So, I’m trying to do this new thing where I really try to play hard to get. But, then that doesn’t really work when no one is pursuing you in the first place. But, when I do finally get a cute guy to give me the smallest bit of attention, I’m already imagining what our kids are going to look like....and what they look like...and where we will live...and....
Well, technically some Christians predicted that the “end of days” would happen in 2011. So, maybe all the good guys did go up in the rapture in 2011, and this is why everyone around right now is the absolute worst…myself included.
After an argument, I swear I’m like Carrie Mathison from Homeland when she’s off her meds. I’m over here remembering things you said from three years ago and thinking how it would have made you collapse to your knees and weep if I brought it up. Then I hate myself forever for not saying it.
Well, I’m never going to make enough money to afford children to make such a ridiculous mistake. I know that I would not be that dumb to hand in $2,000 of cash to the police. But, knowing my luck I’d probably get a drug cartel after me if I tried to keep it.

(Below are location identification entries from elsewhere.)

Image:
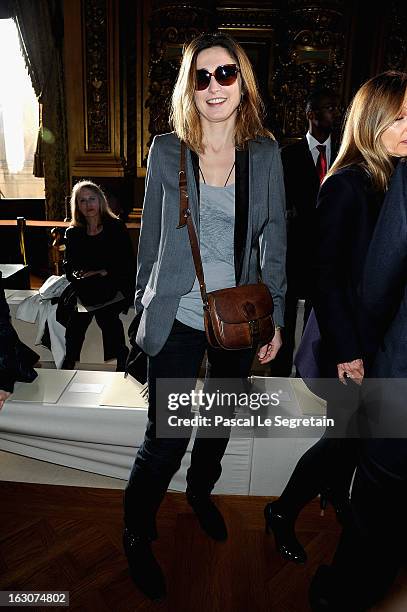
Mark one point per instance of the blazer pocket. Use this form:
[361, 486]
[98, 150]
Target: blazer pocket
[147, 296]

This may very well be the worst guy at the party, but you know so many girls fell right into this trap for the sake of a photo. I want to believe that no girl was dumb enough to kiss him, but we are living in some dark times. He wouldn’t have become a meme if his plan wasn’t successful.
Well, clearly Hannah is an entomologist and not a sociopath. But, entomologists aren’t famous for their dating skills, so that caption is probably true. I’ve probably dated guys that did this and they didn’t plan on mounting and displaying the butterflies afterwards.

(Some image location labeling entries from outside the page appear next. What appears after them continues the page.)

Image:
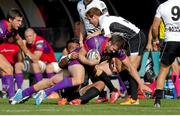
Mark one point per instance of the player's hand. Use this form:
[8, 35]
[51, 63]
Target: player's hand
[74, 55]
[95, 61]
[149, 47]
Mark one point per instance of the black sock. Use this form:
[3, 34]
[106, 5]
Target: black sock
[103, 93]
[90, 93]
[133, 88]
[106, 79]
[158, 94]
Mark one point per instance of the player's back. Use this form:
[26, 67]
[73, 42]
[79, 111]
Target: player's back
[169, 11]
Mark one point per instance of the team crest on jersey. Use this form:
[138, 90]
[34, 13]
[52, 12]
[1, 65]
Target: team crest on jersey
[39, 44]
[102, 5]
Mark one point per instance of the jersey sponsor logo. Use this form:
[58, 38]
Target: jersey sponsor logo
[173, 27]
[39, 44]
[7, 50]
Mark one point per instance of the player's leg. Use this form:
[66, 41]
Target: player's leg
[7, 76]
[89, 92]
[43, 84]
[102, 72]
[19, 66]
[52, 69]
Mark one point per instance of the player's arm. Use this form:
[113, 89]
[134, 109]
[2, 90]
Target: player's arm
[20, 56]
[81, 33]
[84, 60]
[66, 58]
[64, 61]
[98, 32]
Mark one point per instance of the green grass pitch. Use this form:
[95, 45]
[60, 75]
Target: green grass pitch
[50, 107]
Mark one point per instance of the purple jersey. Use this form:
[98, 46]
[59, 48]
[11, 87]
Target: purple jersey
[74, 61]
[4, 33]
[97, 42]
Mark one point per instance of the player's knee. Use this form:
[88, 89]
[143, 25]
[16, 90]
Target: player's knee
[100, 85]
[19, 66]
[9, 70]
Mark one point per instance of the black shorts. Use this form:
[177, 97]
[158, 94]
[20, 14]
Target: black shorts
[170, 52]
[137, 44]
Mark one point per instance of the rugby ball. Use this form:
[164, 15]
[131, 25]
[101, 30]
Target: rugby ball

This is accurate for the most part. Instagram would be a little less reserved and a bit more scandalous. Ringwald’s character looks like she’d be more into Pinterest. Could Facebook be a bit more conservative, too?
And,hey, where's Myspace? Would that be the principal?
Hey, winter is just around the corner, and if I’m not getting a boyfriend for cuffing season, I’m getting fat. How else am I supposed to feel cuddled and warm during those long cold nights? Even if I get a boyfriend, I probably will just get fat for winter anyway.
“Good, good … let the hate flow through you.” Yeah, we may have all been one with the force back in 1977, but now we’re triggered AF. While we may have let something slide in the past, we’ll now write a 300-word essay about how something has offended us.
My fat butt over here is salivating and wishing I had red meat for dinner. I’ve been trying for two weeks to cut red meat out of my diet, and now I’m seeing filet mignons in cliff sides and I still look like a burger. Wait, I thought cutting out red meat would make me look like less of a burger?
“Susan, I went down into the sewer because I thought I saw a mouse go in there. But, then this crazy human started telling me I’ll float down there. Well, Susan, you know how badly I get motion sickness, so I immediately threw up in his clown shoes at the idea. He hasn’t invited me back.”
They also say, “When life gives you lemons … make lemonade.” But, come on, if life is giving me lemons, I’m using them as tequila chasers. Tequila is certainly more able of curing the pitfalls in my life than lemonade is.
You know this was everyone over the weekend. Everyone was binge-watching Stranger Things at their friend’s house Sunday night. Then Monday, everybody re-watched all the episodes so they could actually watch it without hearing all their friend’s dumb fan theories screaming over the show.